Chapitre 5 : Au revoir



Silius et Serval venait de réussir à sortir de la grotte ils étaient entrée pour se rendre de l’autre côté de la montagne. Ils étaient sorti de derrière une chute d’eau et la créature était restée à l’intérieur car elle craignait la lumière du jour. Les deux jeunes combattants était couverts d’eau. Serval regardait les alentours et vit au loin quelques maisons et c’est alors qu’il ouvrit la bouche pour dire quelque chose.

― Tu viens? On pourras peut-être trouver à manger dans ce village.

Il avança lors lentement vers cet endroit qu’il arriveraient surement à atteindre en quelques minutes de marche. Silius marcha à ses côté et Serval parla à nouveau.

― Merci pour tout à l’heure… mais au lieu de jeter mon sac dans la figure de cette bestiole, tu aurait pû simplement me le redonner.

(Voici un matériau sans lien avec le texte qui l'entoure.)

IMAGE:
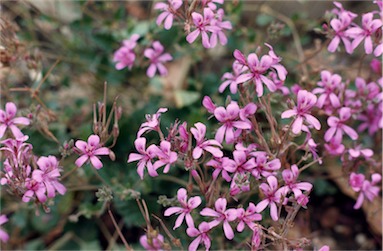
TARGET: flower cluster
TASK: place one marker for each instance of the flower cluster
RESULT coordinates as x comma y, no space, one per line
125,56
352,35
36,184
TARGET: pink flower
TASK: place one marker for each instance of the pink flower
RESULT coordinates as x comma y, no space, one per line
231,78
324,248
229,119
273,196
8,120
17,150
34,188
201,235
376,66
165,156
247,217
240,163
306,101
370,91
334,148
90,150
369,189
208,104
152,122
221,215
144,157
157,58
279,83
356,181
371,119
338,127
49,174
125,56
3,235
218,33
218,168
202,24
340,27
358,151
211,3
211,146
186,207
264,166
168,12
290,177
256,238
369,27
154,243
280,69
258,69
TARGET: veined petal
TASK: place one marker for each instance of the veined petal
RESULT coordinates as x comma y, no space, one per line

― Ça me fait plaisir d’avoir pû t’aider, répondit Silius tout en regardant devant lui.

― Non mais franchement tu rois que l’a ralentit de lui lancer ça au visage?

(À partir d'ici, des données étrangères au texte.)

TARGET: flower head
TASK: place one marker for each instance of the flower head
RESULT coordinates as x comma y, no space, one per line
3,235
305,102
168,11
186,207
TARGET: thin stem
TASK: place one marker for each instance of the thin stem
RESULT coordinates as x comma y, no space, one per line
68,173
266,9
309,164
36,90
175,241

― Oui, il s’est arrêté de marcher pendant deux secondes, sans lesquelles tu ne serait plus là présentement pour en parler.

Les deux voyageurs continuèrent leur chemin jusqu’à ce qu’ils arrivent à l’entrée du petit village. Une femme arriva devant eux. Celle-ci était vêtue d’une robe rouge et avait de longs cheveux blonds ainsi que des yeux bleus. Cette jeune femme leur adressa la parole.

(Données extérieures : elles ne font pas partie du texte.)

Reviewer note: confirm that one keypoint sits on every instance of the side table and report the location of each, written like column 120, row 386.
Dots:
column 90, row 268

― Bonjour, puis-je savoir qui vous ètes?

― Je m’appel Silius et voici Serval, dit le jeune prince en montrant son vieil ami qui était à côté de lui. Serval resta silencieux en regardant la jeune femme et celle-ci continua..

― Enchantée, je m’appelle Lila. Vous ètes Silius, le prince d’Hydria?

― Et bien… oui c’est moi, répondit calmement Silius.

― Mais que faites vous donc ici, dans ce petit village? Et quel est cet homme qui vous accompagne?

― Serval est mon très bon ami et nous sommes tout les deux à la recherche de la dague du néant. Nous voulons aussi réussir à refermer la porte des enfers…

La jeune femme enchaîna avec une autre phrase qu’elle annonça avec tristesse.

― Oui, malheureusement cette porte est ouverte. Nous avons reçu des messages à ce sujet. J’en ait même reçu un qui disait que cette porte avait été ouverte par le roi de ce pays mais est-ce vrai?

― C’est ce que nous voulons vérifier, dit à son tour Serval qui n’avait pas encore dit un mot depuis leur arrivée. Nous avons aussi reçu une lettre à ce sujet mais avez-vous remarqué autre chose de bizarre ces derniers temps?

― Nous nous sommes fait attaquer il y a deux jours par des oiseaux noirs très étranges et nous avons dû nous cacher dans nos maisons donc nous n’avons rien vu de plus à propos d’eux.

― Vous ètes sûre de ne rien avoir remarqué d’autre?

― Oui… Mais il commence à faire nuit alors que diriez vous de passer la nuit ici? Vous aurez besoin de repôt pour continuer votre quête. Vous pouvez me suivre jusque chez moi si vous le voulez bien. J’ai de la place ou vous pourrez dormir dans le sous-sol et j’ai quelques couvertures en trop, continua la jeune demoiselle avant de recevoir une réponse reconnaissante de la part de Silius.

― Merci à vous, c’est très gentil de votre part de nous accueillir chez vous.

― Oui, merci à vous, approuva Serval en souriant.

La jeune femme vêtue de rouge les accompagna jusqu’à sa demeure. Plusieurs habitants de ce village se promenaient calmement dans celui-ci en s’amusant et d’autres semblaient occupés à semmer des graines dans les jardins ou à frabriquer des objets. Les deux jeunes hommes arrivèrent à la maison de Lila après quelques minutes de marche.

― Voilà ma maison, dit-elle en montant sur le balcon d’une petite maison faite de pierres. Cette maison était entierrement entourée de jolies fleurs qui la décorait.

― C’est une très jolie demeure que vous avez là, mademoiselle, admit Serval en montant à son tour sur le petit balcon. Silius les suivit en marchant lentement prèt d’eux et Lila ouvrit sa porte.